The service will be taken in production tomorrow.
The new solution, called Finna, is a discovery portal, not just a search engine, explains Aki Lassila, Head of Development at Finland's National Library Services, who describes the system as "an information source for search engines."
Finna offers content from reliable sources, displays them in a meaningful format and organises the results depending on the search tool selection. The results can include links to background material that are not accessible electronically outside of Finna, he says. "That is a main difference with Internet search-engines, that usually only display links to web-based sources."
Open source beats procurement
The National Library decided to switch to using open source tools because of the disappointing outcome of a public tender in 2011, chief developer Ere Maijala says in the announcement. "Even the best among the offered solutions did not meet the requirements."
Early last year, the National Library began development of the new search engine portal. Early demonstrations of the functionality helped win the support of management, Maijala says. "Their mood rose with that of the developers."

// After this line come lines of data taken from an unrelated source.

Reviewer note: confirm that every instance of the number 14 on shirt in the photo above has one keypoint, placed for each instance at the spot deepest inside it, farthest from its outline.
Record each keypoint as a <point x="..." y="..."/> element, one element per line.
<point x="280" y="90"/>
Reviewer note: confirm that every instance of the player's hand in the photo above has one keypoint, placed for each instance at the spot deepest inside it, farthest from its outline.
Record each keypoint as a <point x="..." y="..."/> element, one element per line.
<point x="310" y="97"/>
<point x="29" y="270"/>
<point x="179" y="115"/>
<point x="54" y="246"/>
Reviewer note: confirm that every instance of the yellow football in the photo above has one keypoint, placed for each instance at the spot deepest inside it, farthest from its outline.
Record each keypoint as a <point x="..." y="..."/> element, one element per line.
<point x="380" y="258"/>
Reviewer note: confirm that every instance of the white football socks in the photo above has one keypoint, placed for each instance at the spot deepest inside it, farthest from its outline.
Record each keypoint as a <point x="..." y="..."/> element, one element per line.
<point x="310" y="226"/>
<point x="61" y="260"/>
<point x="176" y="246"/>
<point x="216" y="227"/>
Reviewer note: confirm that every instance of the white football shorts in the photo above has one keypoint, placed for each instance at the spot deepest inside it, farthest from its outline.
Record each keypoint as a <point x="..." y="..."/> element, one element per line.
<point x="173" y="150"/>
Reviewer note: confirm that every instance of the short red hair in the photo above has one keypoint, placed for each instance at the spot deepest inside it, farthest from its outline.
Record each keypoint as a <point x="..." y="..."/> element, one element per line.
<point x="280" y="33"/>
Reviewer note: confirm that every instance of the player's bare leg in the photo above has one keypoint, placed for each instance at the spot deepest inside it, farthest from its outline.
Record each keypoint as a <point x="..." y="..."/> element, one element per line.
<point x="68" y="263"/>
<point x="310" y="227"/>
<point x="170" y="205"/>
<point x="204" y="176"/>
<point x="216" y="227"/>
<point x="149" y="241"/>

The Finna search service's first official test took place in December 2012. That beta version connected the data sets of seven organisations. The production version will be released next week, Maijala says. It already connects dozens of archives, libraries and museums and brings together most of their online services.
According to Maijala, Finna can be useful for others. They can use not only the search engine portal, but also benefit from other work contributed to it by the National Library, for example its work on search software that can distinguish Finnish inflected forms.